Die mechanischen Eigen­schaften von Graphen und ähnlichen Stoffen hängen aber auch von weiteren Faktoren ab, wie etwa der Luft­feuchtig­keit. Für Anwendungen in Alltags­produkten wird es wichtig sein, dieses Verhalten abschätzen zu können. „Die Leistung eines graphen­basierten Gerätes könnte sich zwischen dem sehr feuchten Manchester in Nord­england und dem trockenen Arizona deutlich ändern“, erläutert Sun. Die Wissen­schaftler wollen diese Abhängig­keit von Umwelt­bedin­gungen bei künftigen Unter­suchungen an Graphen und Graphit genauer unter die Lupe nehmen.
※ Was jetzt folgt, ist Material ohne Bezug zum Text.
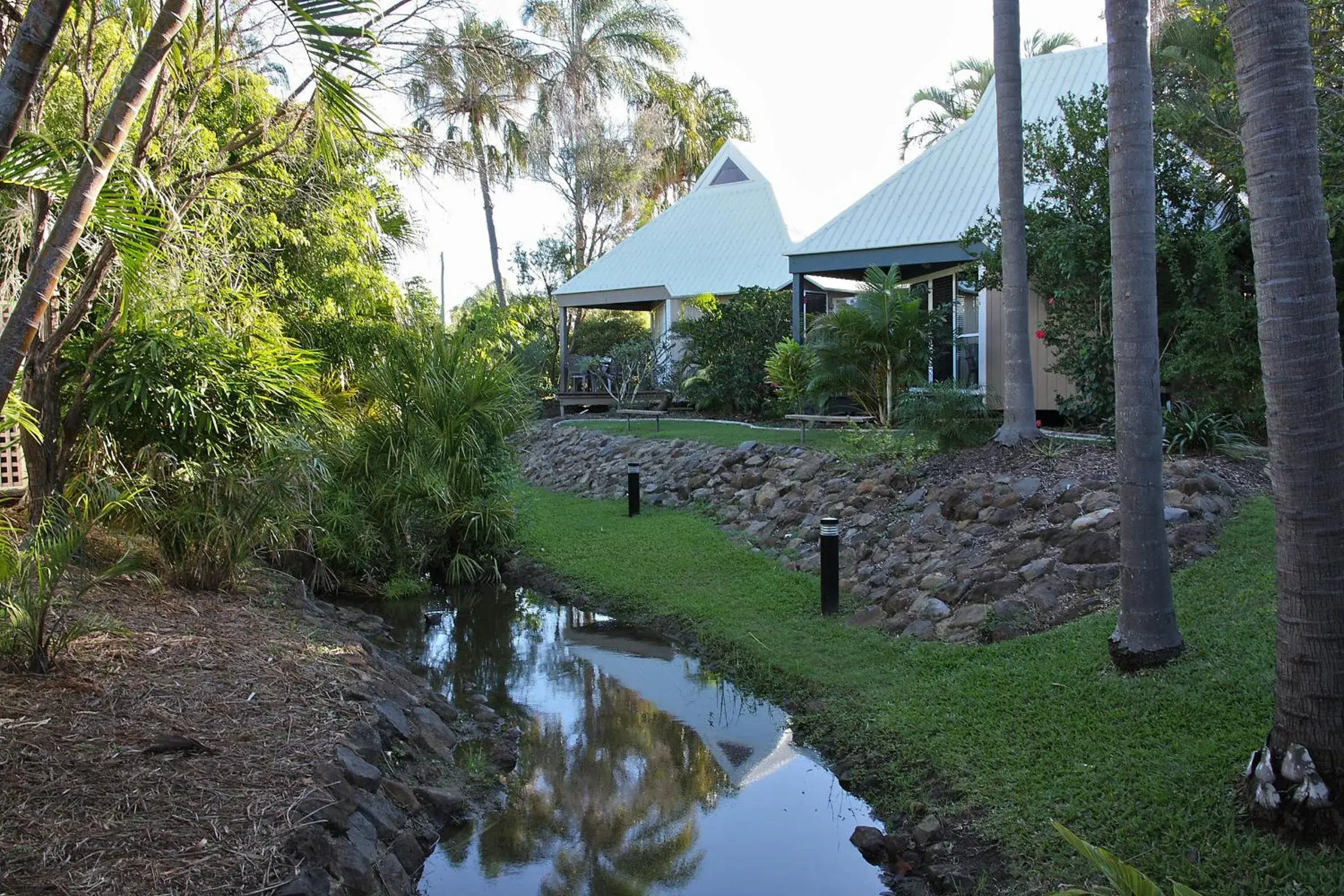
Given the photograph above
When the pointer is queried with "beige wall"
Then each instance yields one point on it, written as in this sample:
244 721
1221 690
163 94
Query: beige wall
1047 385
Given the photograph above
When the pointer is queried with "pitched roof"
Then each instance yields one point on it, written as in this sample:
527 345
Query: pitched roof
951 186
717 238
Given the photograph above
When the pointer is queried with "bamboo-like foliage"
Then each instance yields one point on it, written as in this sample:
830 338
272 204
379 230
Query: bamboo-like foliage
877 347
421 468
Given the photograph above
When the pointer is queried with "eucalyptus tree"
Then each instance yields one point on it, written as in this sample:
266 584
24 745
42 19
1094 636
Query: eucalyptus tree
945 108
1304 390
701 119
1146 633
1019 395
590 52
476 82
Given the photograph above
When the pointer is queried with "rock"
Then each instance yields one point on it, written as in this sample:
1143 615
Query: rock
394 878
1090 520
447 804
929 608
928 830
867 618
365 742
381 810
1037 568
363 836
921 629
409 853
391 718
870 843
308 881
348 864
1027 487
357 770
968 615
1092 547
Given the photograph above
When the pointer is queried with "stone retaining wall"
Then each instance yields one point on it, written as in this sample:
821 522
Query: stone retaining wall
956 557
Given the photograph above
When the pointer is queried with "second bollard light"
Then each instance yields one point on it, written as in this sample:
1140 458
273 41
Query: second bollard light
830 566
633 488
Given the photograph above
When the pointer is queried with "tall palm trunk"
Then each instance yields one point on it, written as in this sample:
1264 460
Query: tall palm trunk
74 216
1304 385
483 170
1146 633
1019 395
27 57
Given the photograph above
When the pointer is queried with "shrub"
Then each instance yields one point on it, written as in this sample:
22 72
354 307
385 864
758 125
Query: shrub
730 343
953 416
420 466
1193 430
877 347
791 370
39 577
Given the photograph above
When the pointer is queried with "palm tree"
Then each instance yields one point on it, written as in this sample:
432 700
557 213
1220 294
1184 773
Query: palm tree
1019 395
69 227
945 108
1304 385
877 347
476 83
1146 632
702 120
593 50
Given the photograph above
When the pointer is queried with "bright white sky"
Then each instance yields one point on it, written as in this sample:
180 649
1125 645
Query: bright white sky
825 86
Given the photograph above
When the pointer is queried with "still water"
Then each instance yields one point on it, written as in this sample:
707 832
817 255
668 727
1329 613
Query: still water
642 772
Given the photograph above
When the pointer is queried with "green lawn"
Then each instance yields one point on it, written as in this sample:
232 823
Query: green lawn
1018 732
724 435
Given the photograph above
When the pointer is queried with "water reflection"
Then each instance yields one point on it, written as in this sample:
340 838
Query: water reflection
640 773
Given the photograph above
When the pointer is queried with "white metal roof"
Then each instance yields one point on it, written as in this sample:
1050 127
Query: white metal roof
714 240
951 186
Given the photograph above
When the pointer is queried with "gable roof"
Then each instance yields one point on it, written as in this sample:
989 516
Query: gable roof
726 233
953 183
Die neu entwickelte Methode lässt auch auf andere zwei­dimen­sionale Materialien anwenden. Es ist zu vermuten, dass sich die Beobach­tungen der Wissen­schaftler auch bei anderen Stoffen wieder­holen. Die gewöhn­lichen mecha­nischen Eigen­schaften drei­dimen­sio­naler Körper wie etwa Kompressions­modul sollten sich auch auf zwei­dimen­sionale Stoffe anwenden lassen. Auch die ent­sprechenden Modelle und Theorien könnten für atom­lagen­dünne Materialien Anwendung finden.